Etos kerja adalah semangat (spirit/soul) kerja yang menjadi ciri khas atau unik dan keyakinan dari suatu organisasi. Dengan perkataan lain, etos kerja merupakan jiwa uniknya yang menjadi dasar bagi semua anggota organisasi dalam bekerja atau berkarya untuk mewujudkan visi organisasi, dan dimulai dari perilaku sehari-hari. Kemanfaatan dari memahami etos yaitu semua organ masyarakat menjad sadar akan kejelasan arah pembangunan atau visi dari pembangunan Triguna (1995) sebagaimana dikutip Daryatmi. Sedangkan definisi amanah menurut Sinamo (2008) yang mengartikan sebagai sesuatu yang berharga, yang dititipkan kepada manusia, sehingga manusia wajib menjaga dan melaksanakan dengan tulus iklas (responsibility) hingga tuntas.
Berpijak pada dua definisi di atas tampak bahwa apabila kesadaran untuk memikul tanggungjawab dari masing-masing organ telah muncul, maka secara langsung akan berpengaruh pada kinerja yang diharapkan, dimana untuk konteks pembangunan maka kesiapan dan kesigapan semua organ yang ada di suatu daerah, terkhususnya pemerintah akan berupaya sekuat tenaga memberikan yang terbaik bagi pembangunan suatu daerah.
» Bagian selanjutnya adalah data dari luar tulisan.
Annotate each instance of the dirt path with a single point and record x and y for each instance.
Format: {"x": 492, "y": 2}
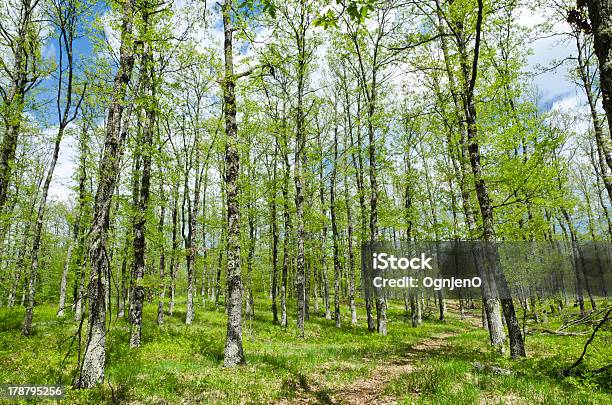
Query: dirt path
{"x": 370, "y": 390}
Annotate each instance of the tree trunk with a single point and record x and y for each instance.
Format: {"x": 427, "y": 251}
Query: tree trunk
{"x": 139, "y": 242}
{"x": 233, "y": 345}
{"x": 332, "y": 208}
{"x": 274, "y": 226}
{"x": 600, "y": 14}
{"x": 92, "y": 367}
{"x": 162, "y": 256}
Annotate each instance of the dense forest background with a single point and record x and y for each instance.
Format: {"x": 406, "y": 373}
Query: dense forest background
{"x": 165, "y": 162}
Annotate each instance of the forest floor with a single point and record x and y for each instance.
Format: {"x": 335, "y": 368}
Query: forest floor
{"x": 438, "y": 362}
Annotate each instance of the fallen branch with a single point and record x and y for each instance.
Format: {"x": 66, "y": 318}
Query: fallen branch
{"x": 491, "y": 369}
{"x": 561, "y": 333}
{"x": 605, "y": 318}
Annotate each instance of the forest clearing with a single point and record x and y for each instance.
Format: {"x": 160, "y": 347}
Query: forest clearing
{"x": 438, "y": 362}
{"x": 305, "y": 201}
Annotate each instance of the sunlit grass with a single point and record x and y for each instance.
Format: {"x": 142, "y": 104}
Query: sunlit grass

Lebih lanjut, bentuk kesadaran tersebut akan menjadi suatu stimulus yang baik untuk berani mengelola pemerintahan secara tepat, dimana salah satu bentuk konkritnya adalah alokasi dana yang teratur, tranparan, serta terdapat prioritas yang tepat.
Sumber lainnya, Sadjiarto (2000) bahwa prinsip akuntabilitas berkaitan dengan pengukuran kinerja sehingga perlu mendapatkan prioritas harus diaplikasikan secara tepat. Nalarnya adalah Government Accounting Standard Board (GASB), dalam Concept Statements No. 2, membagi pengukuran kinerja dalam tiga kategori indikator, yaitu (1) indicator pengukuran service efforts, (2) indikator pengukuran service accomplishment, dan (3) indikator yang menghubungkan antara efforts dengan accomplishment. Service efforts berarti bagaimana sumber daya digunakan untuk melaksanakan berbagai program atau pelayanan jasa yang beragam. Service accomplishment diartikan sebagai prestasi dari program tertentu. Di samping itu perlu disampaikan juga penjelasan tertentu berkaitan dengan pelaporan kinerja ini (explanatory information). Pengukuran-pengukuran ini melaporkan jasa apa saja yang disediakan oleh pemerintah, apakah jasa tersebut sudah memenuhi tujuan yang ditentukan dan apakah efek yang ditimbulkan terhadap penerima layanan/jasa tersebut. Pembandingan service efforts dengan service accomplishment merupakan dasar penilaian efisiensi operasi pemerintah (GASB).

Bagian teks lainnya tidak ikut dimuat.